Stuck on quadratic inequalities question

'A gardener has been asked to lay a patio 3m longer than its width. Each slab is a square of side 0.5m and costs £4. The gardener has been asked to spend more than £220 but less than £448. Find the two possible amounts he could spend.'

What I've done: Each slab costs £4. Divided each amount by 4 to give 55 slabs and 112 slabs. Each slab is 0.25 m sqd. So 55 slabs is 13.75 m sqd and 112 slabs is 28 m sqd. x(x+3) = x sqd + 3x.
x sqd + 3x > 13.75
x sqd + 3x < 28
But they don't factorise, and formula gives long decimals, so don't think this is the route to solving...
Would really appreciate help here.

Try doing it in terms of the number of slabs along the width instead of the width. If n is the number of slabs, then n(n+6) are used and the cost is 4n(n+6).

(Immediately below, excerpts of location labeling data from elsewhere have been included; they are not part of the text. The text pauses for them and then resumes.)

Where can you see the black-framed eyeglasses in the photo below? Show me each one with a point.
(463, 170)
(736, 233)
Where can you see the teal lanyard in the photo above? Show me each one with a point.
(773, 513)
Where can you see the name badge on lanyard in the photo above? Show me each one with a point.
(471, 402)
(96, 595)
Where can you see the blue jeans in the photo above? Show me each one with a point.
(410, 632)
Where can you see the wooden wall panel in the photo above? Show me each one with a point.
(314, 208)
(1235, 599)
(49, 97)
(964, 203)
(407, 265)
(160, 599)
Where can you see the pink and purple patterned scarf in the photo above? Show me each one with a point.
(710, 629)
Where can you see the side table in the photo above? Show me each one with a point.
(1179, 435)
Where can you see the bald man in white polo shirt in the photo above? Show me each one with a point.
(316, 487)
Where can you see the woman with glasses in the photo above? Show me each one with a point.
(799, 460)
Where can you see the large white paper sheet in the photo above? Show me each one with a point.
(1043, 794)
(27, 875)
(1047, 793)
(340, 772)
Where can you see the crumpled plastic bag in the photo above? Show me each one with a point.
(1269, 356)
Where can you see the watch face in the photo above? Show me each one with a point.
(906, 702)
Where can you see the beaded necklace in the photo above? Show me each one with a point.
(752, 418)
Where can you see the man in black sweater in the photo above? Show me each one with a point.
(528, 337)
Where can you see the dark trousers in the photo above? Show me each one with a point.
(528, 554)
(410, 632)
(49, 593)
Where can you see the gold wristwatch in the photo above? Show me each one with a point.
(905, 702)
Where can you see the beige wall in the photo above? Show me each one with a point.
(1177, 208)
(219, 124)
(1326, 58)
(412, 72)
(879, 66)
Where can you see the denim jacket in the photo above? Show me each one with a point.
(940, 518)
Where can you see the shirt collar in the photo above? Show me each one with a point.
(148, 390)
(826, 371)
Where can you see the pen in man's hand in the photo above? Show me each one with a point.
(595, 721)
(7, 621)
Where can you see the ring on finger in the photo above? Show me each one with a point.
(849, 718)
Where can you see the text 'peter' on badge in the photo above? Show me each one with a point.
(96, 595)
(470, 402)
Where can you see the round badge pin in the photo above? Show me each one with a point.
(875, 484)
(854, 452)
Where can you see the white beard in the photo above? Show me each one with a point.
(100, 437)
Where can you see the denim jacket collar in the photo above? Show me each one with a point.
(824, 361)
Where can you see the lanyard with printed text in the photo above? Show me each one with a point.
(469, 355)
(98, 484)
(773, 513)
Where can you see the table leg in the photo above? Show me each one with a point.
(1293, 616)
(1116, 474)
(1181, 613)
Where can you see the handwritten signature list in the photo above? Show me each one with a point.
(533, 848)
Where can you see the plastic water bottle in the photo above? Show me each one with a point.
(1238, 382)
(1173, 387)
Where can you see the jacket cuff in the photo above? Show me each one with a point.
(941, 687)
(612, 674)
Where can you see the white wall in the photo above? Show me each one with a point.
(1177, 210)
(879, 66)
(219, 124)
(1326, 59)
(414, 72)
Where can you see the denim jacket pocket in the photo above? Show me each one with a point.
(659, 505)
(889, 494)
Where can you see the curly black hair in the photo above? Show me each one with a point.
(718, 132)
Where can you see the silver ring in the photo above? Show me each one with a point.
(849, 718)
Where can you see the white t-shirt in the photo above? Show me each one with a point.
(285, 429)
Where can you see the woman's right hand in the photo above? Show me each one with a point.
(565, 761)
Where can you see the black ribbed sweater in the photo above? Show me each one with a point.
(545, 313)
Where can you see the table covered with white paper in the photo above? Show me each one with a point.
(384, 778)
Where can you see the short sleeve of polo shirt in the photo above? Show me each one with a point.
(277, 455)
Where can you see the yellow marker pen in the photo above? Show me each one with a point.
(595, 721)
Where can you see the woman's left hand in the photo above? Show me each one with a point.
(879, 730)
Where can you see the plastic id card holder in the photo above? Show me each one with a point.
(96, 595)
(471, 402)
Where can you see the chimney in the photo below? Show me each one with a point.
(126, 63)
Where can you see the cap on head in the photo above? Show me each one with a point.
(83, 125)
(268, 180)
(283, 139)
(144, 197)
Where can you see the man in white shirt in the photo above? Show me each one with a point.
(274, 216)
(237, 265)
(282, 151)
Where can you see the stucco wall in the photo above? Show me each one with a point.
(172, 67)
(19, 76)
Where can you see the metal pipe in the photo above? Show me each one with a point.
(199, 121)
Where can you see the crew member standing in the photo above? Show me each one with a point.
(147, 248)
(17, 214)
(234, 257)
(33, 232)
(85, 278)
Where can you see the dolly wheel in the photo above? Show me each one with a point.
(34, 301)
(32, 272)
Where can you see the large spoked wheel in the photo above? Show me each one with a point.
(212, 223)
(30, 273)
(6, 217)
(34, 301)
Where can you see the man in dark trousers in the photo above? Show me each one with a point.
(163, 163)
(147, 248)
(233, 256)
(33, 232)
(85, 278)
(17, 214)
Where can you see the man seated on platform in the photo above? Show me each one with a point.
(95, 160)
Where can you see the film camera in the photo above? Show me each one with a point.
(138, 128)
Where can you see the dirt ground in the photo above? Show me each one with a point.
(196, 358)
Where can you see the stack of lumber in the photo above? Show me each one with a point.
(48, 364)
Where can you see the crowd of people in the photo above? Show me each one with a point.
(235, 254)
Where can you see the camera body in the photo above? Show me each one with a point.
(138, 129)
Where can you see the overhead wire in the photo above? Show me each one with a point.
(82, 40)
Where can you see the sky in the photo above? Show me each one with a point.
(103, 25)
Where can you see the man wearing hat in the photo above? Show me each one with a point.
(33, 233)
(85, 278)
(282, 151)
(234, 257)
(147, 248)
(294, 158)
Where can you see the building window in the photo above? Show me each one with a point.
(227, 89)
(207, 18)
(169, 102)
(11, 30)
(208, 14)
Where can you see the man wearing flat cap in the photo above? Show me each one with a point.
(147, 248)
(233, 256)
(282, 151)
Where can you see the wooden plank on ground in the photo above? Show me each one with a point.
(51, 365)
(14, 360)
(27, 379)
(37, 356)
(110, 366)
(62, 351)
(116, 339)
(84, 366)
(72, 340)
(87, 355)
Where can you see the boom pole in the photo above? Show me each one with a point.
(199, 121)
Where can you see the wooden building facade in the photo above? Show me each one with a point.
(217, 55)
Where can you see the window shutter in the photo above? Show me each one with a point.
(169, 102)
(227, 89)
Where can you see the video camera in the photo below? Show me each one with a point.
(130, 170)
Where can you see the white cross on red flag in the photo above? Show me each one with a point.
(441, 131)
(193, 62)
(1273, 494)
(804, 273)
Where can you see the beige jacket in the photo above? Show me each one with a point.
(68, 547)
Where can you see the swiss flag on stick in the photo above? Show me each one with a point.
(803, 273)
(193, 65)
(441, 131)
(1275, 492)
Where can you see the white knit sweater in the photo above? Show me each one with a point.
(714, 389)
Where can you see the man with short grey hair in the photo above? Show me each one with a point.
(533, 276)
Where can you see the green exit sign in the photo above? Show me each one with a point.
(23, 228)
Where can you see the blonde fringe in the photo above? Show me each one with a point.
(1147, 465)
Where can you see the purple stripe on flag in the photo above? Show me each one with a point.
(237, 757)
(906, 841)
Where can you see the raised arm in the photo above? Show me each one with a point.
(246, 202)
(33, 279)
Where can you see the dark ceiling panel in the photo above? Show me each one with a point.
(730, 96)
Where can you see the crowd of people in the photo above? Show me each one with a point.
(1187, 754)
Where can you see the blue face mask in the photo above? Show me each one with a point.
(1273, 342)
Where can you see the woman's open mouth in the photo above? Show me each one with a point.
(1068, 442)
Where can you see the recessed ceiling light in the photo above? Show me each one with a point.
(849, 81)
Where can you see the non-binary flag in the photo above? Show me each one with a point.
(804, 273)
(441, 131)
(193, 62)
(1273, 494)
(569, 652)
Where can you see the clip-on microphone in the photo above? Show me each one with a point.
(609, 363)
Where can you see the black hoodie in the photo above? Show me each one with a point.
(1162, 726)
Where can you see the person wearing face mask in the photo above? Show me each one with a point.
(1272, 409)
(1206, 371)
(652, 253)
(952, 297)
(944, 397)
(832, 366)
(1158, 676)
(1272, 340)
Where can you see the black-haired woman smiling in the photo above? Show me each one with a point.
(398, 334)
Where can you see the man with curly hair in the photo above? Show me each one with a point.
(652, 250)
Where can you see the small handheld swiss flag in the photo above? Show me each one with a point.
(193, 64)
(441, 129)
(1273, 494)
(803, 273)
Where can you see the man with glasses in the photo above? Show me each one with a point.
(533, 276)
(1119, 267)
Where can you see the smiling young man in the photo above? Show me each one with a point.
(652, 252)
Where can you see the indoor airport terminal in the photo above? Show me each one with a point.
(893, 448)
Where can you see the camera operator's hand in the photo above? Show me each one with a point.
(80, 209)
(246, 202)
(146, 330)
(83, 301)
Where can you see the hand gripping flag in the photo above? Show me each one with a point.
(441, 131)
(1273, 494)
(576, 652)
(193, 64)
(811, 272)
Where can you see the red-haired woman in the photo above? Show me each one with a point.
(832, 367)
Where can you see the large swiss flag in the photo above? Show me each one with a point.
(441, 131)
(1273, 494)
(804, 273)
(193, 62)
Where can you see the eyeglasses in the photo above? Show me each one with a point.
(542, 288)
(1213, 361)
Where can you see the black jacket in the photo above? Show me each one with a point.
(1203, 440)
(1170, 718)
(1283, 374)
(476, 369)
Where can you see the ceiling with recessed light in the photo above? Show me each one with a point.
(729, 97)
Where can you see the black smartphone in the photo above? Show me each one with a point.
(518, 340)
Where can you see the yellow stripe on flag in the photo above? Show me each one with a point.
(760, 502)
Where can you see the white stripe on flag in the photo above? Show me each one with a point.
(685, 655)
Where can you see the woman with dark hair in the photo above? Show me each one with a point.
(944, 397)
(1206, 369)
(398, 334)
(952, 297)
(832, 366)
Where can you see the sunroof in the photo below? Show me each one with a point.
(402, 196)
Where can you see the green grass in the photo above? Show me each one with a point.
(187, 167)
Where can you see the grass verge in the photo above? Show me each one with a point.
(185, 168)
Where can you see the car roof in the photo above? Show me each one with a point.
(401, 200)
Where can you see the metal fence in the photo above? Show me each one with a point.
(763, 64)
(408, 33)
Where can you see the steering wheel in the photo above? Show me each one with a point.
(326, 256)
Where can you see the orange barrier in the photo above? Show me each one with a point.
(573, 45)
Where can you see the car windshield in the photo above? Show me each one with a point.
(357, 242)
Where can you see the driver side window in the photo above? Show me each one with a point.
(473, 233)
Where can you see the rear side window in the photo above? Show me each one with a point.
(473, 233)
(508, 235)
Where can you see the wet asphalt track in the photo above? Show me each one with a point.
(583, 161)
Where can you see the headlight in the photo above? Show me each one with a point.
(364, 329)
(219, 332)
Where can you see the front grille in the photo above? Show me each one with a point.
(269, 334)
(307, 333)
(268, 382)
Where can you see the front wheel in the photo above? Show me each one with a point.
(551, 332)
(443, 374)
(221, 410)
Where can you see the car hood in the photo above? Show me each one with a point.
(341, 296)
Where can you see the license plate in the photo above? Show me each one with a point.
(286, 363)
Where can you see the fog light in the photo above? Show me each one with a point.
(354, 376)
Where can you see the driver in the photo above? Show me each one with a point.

You'll find the numbers drop out much nicer this way.

Thanks Gregorius. In fact, I'd tried that as well, and did find that they factorised nicely.
x sqd + 6x > 55
x sqd + 6x < 112
I get x values of -11 and 5, and -14 and 8.
I rejected the negative values as that would give a negative number of slabs.

OK so far...

So we're left with x= 5 slabs, or 8 slabs.

I can see that n must be larger than 5 and less than 8. BUT...how do I then get to the two values of n that will give me the two different expenditures the question asks for? The answers give two exact amounts rather than inequalities - £288 and £364.

n is an integer larger than 5 and less than 8 - therefore n = 6 or n = 7. Substitute back into 4n(n+6) and you get £288 & £364.